From: Eric Watt Forste (arkuat@factory.net)
Date: Tue Sep 03 1996 - 18:39:15 MDT
At 4:47 PM 9/3/96, Dan Clemmensen wrote:
>My hope is that the SI will develop a "morality" that includes the
>active preservation of humanity, or (better) the uplifting of all
>humans, as a goal. I'm still trying to figure out how we (the
>extended transhumanist community) can further that goal.
I was going to write a long response to your assertion that "ab initio"
computation might serve the SI's purposes better than cooperating with
existing human institutions, but I'm feeling too lazy for that right now.
Instead, I'll just say that if I were serious about figuring out how to
further this goal, what I would do is carefully study Hayek's later works
(what I have in mind in particular are THE CONSTITUTION OF LIBERTY and the
3 vol.

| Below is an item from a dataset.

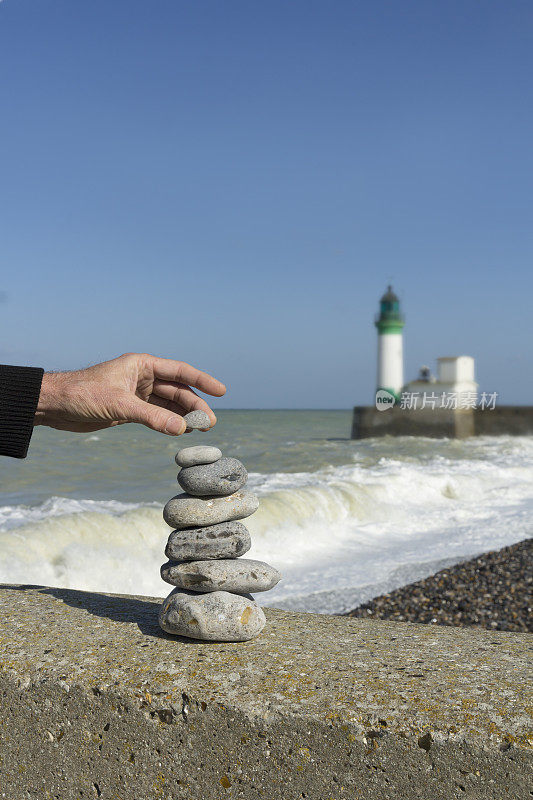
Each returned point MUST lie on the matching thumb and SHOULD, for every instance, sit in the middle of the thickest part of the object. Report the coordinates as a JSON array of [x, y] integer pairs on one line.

LAW, LEGISLATION, AND LIBERTY) and figure out how an SI would refute
them and show that it could actually accomplish its own goals more
effectively through "ab initio" computation than through using widespread
and inaccessible local information about resources it might need to use.
It's possible than an SI could see a flaw in Hayek's arguments that I can't
see, but if this is a danger you're seriously worried about, we might
benefit from finding the flaws in Hayek's arguments before building the SI.

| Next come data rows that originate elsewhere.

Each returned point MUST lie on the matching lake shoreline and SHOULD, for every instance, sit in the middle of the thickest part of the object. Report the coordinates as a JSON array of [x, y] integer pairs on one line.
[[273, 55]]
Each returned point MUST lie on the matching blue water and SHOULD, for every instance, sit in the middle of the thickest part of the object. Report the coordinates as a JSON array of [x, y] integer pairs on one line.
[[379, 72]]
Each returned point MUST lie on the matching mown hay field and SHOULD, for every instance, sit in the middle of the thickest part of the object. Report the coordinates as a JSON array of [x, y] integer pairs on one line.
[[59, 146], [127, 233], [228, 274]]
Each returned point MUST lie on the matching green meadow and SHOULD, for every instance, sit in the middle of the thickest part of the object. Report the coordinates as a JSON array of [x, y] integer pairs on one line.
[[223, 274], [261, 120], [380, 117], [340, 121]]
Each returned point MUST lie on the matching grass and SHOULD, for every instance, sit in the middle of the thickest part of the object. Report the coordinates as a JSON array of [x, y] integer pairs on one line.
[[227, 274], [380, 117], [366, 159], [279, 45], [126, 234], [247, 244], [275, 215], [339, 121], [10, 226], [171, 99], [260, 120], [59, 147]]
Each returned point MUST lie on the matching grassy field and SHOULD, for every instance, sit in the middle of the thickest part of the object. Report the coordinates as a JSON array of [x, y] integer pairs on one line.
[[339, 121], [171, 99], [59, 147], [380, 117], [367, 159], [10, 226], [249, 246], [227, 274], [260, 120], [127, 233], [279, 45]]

I know the titles of these books make them sound like they are about
history, political philosophy, and law (and they are), but from a slightly
different perspective, they are also books about computation and
epistemology. And they contain almost all the arguments that I personally
would use to persuade an SI to be cooperative rather than indifferent.
Consider that an SI, as such, can only compute. If it wants to *do*
something (and presumably if all it wanted to do was sit and compute, it
would present no threat to human beings), it would need to build a vast
network of sensorics and motorics. But instead of wasting time and
resources on this intermediary means-project, it could work directly toward
its ends by using the five billion sophisticated supercomputers (with their
attached sophisticated sensorics and motorics) that we call human beings.

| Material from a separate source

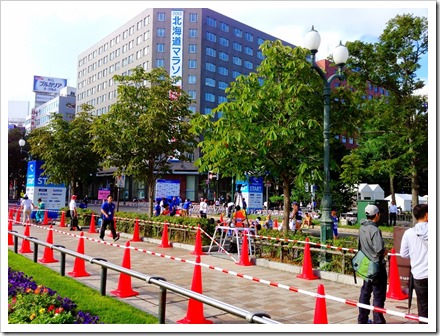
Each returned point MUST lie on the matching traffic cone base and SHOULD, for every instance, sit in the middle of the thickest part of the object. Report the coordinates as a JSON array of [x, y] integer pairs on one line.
[[320, 307], [194, 313], [136, 237], [124, 286], [244, 255], [48, 252], [394, 287], [26, 244], [79, 267], [165, 243], [198, 245], [307, 271]]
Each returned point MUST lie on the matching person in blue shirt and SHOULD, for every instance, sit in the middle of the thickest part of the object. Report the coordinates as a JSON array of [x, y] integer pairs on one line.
[[108, 212]]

It could also use the vast and inaccessible (except through the market)
database of local information about resources that might be useful toward
achieving its ends, but this information is lodged in human brains, and
there is no effective way to get *all* of it out in a useful way except
either (1) to use the market and its system of price signals or possibly
(2) uplift all human beings.
Since I'd like to see the SI only uplift *consenting* human beings, it
could use (2) on all the transhumanists, and use (1) (as Hayek would
recommend) on all the other, more conservative, human beings.